Shoulder Dislocation Associated Lesions - Everything You Need To Know - Dr. Nabil Ebraheim

Описание к видео Shoulder Dislocation Associated Lesions - Everything You Need To Know - Dr. Nabil Ebraheim

Dr. Ebraheim’s educational animated video describing lesions associated with anterior shoulder dislocation.

Shoulder dislocation may occur in association with different presentation and pathology. We need to identify the different lesions that can be seen during shoulder dislocations, specifically the anterior shoulder dislocation. Anterior shoulder dislocation is more common than posterior shoulder dislocation. There is a high incidence of recurrence in the young. There is a high incidence of rotator cuff tear in the elderly.

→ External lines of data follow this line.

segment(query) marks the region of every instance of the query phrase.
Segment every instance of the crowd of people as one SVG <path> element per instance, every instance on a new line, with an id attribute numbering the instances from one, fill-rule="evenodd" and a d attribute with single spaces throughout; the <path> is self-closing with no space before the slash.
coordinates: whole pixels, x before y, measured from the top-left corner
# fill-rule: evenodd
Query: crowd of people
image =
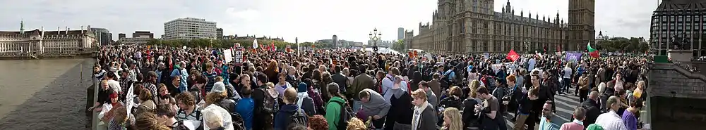
<path id="1" fill-rule="evenodd" d="M 110 130 L 649 129 L 642 57 L 224 51 L 103 46 L 88 111 Z"/>

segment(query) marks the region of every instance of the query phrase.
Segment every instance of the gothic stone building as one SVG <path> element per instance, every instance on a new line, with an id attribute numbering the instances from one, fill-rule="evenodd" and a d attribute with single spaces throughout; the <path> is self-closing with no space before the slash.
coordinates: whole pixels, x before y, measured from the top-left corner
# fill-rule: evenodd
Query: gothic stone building
<path id="1" fill-rule="evenodd" d="M 493 2 L 439 0 L 432 23 L 419 24 L 412 48 L 455 53 L 578 49 L 578 42 L 569 42 L 570 25 L 560 20 L 558 13 L 554 19 L 537 13 L 532 18 L 524 11 L 515 15 L 509 1 L 501 12 L 495 12 Z"/>
<path id="2" fill-rule="evenodd" d="M 0 31 L 0 56 L 53 55 L 75 53 L 97 45 L 90 26 L 80 30 L 25 31 L 20 23 L 19 32 Z"/>

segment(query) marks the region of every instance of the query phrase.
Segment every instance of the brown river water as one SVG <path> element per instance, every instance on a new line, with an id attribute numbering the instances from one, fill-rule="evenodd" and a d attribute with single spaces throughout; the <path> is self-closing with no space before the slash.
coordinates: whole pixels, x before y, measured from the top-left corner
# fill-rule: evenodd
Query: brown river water
<path id="1" fill-rule="evenodd" d="M 95 63 L 0 60 L 0 129 L 87 129 L 83 110 Z"/>

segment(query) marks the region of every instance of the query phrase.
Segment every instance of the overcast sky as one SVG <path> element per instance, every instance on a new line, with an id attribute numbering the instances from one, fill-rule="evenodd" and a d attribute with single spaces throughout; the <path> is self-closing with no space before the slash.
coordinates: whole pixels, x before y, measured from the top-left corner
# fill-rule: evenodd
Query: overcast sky
<path id="1" fill-rule="evenodd" d="M 384 40 L 397 39 L 397 27 L 414 30 L 431 20 L 437 0 L 4 0 L 0 1 L 0 30 L 44 27 L 79 29 L 81 25 L 118 33 L 164 33 L 164 22 L 178 18 L 204 18 L 217 22 L 225 35 L 282 37 L 287 41 L 331 39 L 364 41 L 375 27 Z M 505 0 L 495 1 L 500 11 Z M 568 0 L 511 0 L 519 15 L 531 11 L 551 16 L 558 11 L 568 21 Z M 645 37 L 657 0 L 596 0 L 596 30 L 616 37 Z"/>

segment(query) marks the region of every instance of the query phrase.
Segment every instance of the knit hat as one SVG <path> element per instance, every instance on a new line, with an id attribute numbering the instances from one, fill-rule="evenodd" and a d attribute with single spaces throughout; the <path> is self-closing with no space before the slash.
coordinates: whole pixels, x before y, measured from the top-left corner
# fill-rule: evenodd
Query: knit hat
<path id="1" fill-rule="evenodd" d="M 110 97 L 110 98 L 118 98 L 118 93 L 110 93 L 110 95 L 108 96 Z"/>
<path id="2" fill-rule="evenodd" d="M 588 125 L 588 127 L 586 127 L 586 130 L 603 130 L 603 127 L 600 125 L 593 124 Z"/>
<path id="3" fill-rule="evenodd" d="M 306 85 L 306 83 L 301 82 L 297 86 L 297 92 L 306 92 L 307 89 L 309 89 L 309 86 Z"/>
<path id="4" fill-rule="evenodd" d="M 223 93 L 225 91 L 225 84 L 223 82 L 216 82 L 213 83 L 213 88 L 211 89 L 211 93 Z"/>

Some percentage of patients may have axillary nerve palsy.
Two lesions that may be present with an anterior shoulder dislocation are bankart lesion (labrum) and the hill-sachs lesion (humeral head).
Different scenarios association with an anterior shoulder dislocation:
Bankart Lesion:
• Avulsion of the anterior inferior labrum
• Present in about 90% of traumatic shoulder dislocations
Rotator cuff tears may occur in 80% of individuals older than 60 years old with anterior shoulder dislocation.
Axillary Nerve Injury:
• The patient may not be able to raise the arm after shoulder dislocation which may occur in about 5% of the time
• This may also cause inability to raise the may due to rotator cuff tear, especially in older patients
• Check the sensation over the shoulder area (axillary nerve injury)
HAGL Lesion:
• Humeral avulsion of the glenohumeral ligament
• The ligament becomes avulsed at the insertion at the humerus, and not at the mid substance or glenoid area
• It may be hard to diagnose this lesion and some believe that an open surgical procedure is better
Hill-Sachs Lesion:
• Humeral compression fracture in the posterolateral aspect of the humeral head which is present in about80% of anterior shoulder dislocations
• May also be seen as edema in the posterolateral aspect of the humeral head
ALPSA:
• Medial displacement of the glenohumeral ligament (medialized Bankart lesion)
Recurrence of anterior shoulder dislocation after surgery:
• Occurs in over 65% of patients because the lesion is not addressed
• What is the lesion? Bony defect of the scapula
Glad lesion is a tear of the anterior inferior labrum (nondisplaced) with avulsion of the adjacent glenoid cartilage. In case of a GLAD lesion, you will find the anterior inferior labrum is detached with an associated glenoid chondral defect. This lesion results from impaction of the humeral head against the glenoid. The patient will complain of persistent shoulder pain but no instability. In the GLAD lesion, the labrum is not detached and there is no capsular stripping.